Dimensions
153 x 230 x 46mm
The middle of the nineteenth century in America was defined by vast expectations: the country dreamed big, assumed its destiny, and craved and discovered new lands and new freedom. It was also a period of a long-delayed confrontation of the republic's great moral failure: slavery. In ECSTATIC NATION, award-winning historian Brenda Wineapple delivers the story of these feverish, hopeful, conflicted years -- of how Americans began to live within new and ever-expanding borders; of how and why a war was fought over the nation's parallel priorities of freedom and justice; of how the country was transformed, even at tragically great cost, from a confederation into one nation.

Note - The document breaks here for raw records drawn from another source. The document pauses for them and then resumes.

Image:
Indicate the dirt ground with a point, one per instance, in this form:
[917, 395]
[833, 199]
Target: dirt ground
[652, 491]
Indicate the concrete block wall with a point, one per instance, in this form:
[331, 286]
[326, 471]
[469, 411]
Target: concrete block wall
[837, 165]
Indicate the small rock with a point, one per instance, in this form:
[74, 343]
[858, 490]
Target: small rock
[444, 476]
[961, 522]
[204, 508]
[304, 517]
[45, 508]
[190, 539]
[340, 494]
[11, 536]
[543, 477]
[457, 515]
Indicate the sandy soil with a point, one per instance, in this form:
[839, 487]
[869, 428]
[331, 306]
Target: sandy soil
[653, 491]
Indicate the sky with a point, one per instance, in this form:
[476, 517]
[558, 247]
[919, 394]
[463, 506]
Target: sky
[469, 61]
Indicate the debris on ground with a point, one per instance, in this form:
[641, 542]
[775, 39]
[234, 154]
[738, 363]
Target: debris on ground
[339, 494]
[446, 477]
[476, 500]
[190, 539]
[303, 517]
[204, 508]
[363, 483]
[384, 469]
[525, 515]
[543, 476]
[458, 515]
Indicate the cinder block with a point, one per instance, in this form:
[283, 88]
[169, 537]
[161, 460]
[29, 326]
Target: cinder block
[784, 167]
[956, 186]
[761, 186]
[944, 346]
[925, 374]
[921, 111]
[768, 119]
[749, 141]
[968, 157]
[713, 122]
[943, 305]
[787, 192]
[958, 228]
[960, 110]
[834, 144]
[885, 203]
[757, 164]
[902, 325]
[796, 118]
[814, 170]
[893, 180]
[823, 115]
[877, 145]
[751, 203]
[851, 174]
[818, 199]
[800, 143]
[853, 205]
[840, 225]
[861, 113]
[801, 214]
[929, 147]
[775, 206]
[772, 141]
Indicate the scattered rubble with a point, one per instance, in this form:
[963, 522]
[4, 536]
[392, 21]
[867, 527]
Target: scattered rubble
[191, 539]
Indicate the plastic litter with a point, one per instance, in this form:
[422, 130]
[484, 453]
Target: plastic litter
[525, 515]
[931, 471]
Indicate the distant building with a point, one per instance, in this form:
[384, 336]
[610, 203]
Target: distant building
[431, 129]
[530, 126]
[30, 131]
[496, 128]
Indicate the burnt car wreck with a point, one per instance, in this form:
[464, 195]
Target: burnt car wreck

Populated by idiosyncratic, unforgettable characters like P. T. Barnum, Walt Whitman, George Armstrong Custer, Horace Greeley, and Jefferson Davis, this account takes us from the end of the Mexican-American war and its vigorous debates about American expansion through the horrors of the Civil War and the changed landscape that followed. It explores the continuously evolving frontiers and possibilities of American life -- from the surveys of the Sierra Nevadas to the frenzied rush for gold in the newly settled West, from the complexities of Reconstruction to the fledgling hope that women would also participate in a new definition of American citizenship.
A masterful synthesis of political, cultural, and intellectual history, ECSTATIC NATION is a spellbinding tale of America -- its glory and greed, its aspirations and humiliations -- in this exhilarating and formative period.